En second lieu, alors que l’administration a détaillé, dans sa lettre du 14 décembre 2022, les modalités de calcul ayant conduit, eu égard notamment au nombre de jours consacrés aux travaux de recherche éligibles au CIR, à la détermination du rappel de CIR d’un montant de 134 227 euros mis à la charge de la requérante, celle-ci se borne à alléguer que ce montant s’élèverait à 127 672 euros, sans apporter d’éléments justifiant l’existence d’une créance de CIR de 109 003 euros et 20 783 euros associée respectivement aux projets n°1 et n°4 déclarés éligibles au CIR. Il s’ensuit que le moyen tiré de ce que le calcul par l’administration du rappel de CIR est erroné doit être écarté.
Il résulte de tout ce qui précède, sans qu’il soit besoin d’ordonner une expertise judiciaire sur le fondement de l’article R. 621-1 du code de justice administrative dès lors qu’une expertise et une contre-expertise, dont les conclusions ne sont pas sérieusement contestées, ont été réalisées, que la requête de la société MPG PARTNERS doit être rejetée en toutes ses conclusions, y compris celles présentées au titre des frais exposés et non compris dans les dépens.
D E C I D E :
Article 1er : La requête de la société MPG PARTNERS est rejetée.
Article 2 : Le présent jugement sera notifié à la société par actions simplifiée MPG PARTNERS et à la directrice régionale des finances publiques d’Ile-de-France et de Paris.

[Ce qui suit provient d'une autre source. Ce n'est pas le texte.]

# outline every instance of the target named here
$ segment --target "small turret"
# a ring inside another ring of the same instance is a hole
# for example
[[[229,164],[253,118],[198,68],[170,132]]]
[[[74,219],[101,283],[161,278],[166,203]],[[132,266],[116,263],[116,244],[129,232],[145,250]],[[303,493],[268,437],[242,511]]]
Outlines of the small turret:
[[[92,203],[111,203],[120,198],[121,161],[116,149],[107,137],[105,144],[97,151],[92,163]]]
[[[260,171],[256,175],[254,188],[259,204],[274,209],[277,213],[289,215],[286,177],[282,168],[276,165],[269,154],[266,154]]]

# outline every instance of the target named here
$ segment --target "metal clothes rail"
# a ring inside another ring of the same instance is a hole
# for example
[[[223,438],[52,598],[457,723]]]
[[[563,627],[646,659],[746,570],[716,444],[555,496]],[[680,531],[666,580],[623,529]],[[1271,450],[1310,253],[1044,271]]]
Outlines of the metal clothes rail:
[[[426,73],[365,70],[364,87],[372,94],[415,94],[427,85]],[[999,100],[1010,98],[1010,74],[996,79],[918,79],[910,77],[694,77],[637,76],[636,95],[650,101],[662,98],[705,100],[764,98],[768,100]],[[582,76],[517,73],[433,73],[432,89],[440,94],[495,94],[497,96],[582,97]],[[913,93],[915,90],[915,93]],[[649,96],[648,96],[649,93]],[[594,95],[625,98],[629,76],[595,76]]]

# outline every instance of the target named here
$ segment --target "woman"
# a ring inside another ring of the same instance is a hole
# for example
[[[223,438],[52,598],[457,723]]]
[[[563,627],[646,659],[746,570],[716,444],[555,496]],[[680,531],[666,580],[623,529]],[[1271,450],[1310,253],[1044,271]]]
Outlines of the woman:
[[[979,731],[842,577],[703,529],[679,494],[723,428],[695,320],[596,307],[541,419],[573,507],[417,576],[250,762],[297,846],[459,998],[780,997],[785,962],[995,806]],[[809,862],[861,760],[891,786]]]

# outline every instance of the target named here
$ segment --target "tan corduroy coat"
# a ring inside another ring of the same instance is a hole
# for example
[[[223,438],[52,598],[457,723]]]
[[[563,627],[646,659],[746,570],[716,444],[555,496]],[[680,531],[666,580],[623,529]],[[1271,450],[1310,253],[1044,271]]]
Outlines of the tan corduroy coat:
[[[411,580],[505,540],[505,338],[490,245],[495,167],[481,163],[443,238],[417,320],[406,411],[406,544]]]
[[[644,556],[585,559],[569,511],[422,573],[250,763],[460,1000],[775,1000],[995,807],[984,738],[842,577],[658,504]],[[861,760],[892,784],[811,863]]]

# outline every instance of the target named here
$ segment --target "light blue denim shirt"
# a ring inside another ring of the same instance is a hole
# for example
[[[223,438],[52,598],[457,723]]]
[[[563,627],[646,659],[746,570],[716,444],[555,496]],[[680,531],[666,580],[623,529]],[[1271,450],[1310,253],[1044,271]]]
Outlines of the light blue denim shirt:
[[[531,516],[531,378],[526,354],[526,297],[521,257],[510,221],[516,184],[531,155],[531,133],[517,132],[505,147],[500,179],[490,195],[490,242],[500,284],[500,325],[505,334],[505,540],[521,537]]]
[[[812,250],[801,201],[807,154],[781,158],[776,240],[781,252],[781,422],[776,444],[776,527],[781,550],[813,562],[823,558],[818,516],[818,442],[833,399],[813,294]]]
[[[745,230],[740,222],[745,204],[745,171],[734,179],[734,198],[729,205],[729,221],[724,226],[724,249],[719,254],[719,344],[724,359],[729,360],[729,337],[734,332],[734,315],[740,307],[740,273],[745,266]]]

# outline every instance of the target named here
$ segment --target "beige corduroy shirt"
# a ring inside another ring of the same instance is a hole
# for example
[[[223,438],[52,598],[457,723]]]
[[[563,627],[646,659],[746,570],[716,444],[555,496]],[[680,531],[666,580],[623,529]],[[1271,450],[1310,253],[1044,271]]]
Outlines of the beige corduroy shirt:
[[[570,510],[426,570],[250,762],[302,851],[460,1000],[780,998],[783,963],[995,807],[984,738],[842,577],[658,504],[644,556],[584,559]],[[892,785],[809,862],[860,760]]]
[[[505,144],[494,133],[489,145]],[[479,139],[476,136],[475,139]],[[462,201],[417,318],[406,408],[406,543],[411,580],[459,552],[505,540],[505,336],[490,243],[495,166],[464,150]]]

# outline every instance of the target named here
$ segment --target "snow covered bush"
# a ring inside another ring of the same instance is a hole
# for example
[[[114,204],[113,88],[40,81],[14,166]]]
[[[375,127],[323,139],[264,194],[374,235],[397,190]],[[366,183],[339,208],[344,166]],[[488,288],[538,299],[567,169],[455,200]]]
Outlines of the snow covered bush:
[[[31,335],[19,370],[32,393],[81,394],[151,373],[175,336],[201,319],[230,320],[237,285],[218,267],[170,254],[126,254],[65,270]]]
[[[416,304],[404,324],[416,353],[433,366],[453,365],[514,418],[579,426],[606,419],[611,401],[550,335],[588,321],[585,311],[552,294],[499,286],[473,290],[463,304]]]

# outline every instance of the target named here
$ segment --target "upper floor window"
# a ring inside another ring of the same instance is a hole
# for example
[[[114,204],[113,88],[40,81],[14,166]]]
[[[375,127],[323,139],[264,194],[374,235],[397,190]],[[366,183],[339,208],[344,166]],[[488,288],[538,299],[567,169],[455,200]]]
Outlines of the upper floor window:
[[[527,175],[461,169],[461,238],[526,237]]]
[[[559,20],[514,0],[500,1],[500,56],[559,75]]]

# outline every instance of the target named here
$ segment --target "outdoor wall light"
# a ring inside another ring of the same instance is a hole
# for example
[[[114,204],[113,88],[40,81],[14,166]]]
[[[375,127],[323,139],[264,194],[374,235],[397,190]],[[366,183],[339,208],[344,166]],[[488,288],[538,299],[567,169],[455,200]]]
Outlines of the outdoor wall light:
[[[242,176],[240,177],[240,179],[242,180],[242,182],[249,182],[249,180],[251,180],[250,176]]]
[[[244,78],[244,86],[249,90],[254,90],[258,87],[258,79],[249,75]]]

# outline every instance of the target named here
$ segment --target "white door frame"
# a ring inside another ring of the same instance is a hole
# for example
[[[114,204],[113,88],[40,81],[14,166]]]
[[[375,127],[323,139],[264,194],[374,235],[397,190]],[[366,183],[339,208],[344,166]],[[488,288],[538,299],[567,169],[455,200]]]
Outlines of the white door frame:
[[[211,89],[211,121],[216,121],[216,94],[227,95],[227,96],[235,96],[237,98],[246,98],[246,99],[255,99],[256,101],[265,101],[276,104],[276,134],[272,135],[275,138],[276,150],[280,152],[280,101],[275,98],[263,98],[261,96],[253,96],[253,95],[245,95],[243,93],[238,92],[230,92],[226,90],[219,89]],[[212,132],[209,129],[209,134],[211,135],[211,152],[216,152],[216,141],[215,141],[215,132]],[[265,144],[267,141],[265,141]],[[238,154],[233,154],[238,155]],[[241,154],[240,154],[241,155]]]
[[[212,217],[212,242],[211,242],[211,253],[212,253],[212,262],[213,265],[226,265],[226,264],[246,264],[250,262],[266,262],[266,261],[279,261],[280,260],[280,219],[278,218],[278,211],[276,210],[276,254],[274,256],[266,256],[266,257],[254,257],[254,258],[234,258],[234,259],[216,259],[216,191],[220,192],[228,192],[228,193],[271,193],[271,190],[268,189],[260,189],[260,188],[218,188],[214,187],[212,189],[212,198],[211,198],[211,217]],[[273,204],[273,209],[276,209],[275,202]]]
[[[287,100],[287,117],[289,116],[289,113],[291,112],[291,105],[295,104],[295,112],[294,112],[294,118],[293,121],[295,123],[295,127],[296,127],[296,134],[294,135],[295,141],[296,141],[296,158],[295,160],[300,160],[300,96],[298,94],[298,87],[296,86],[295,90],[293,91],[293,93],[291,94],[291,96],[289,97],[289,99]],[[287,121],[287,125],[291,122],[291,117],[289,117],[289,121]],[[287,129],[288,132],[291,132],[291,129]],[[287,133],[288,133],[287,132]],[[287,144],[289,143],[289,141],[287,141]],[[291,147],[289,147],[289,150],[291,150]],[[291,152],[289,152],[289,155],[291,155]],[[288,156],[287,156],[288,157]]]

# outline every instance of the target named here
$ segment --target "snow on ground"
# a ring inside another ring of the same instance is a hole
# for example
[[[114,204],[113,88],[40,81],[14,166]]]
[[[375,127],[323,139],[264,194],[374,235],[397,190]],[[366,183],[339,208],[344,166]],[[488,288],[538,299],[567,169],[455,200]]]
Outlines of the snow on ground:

Délibéré après l’audience du 15 octobre 2025, à laquelle siégeaient :
M. Truilhé, président,
Mme Monteagle, première conseillère,
Mme Ostyn, conseillère.
Rendu public par mise à disposition au greffe le 5 novembre 2025.
La rapporteure,
signé
I. OSTYN
Le président,
signé
J.-C. TRUILHÉ
La greffière,
signé
S. RUBIRALTA
La République mande et ordonne à la ministre de l’action et des comptes publics en ce qui le concerne ou à tous commissaires de justice à ce requis en ce qui concerne les voies de droit commun contre les parties privées, de pourvoir à l’exécution de la présente décision.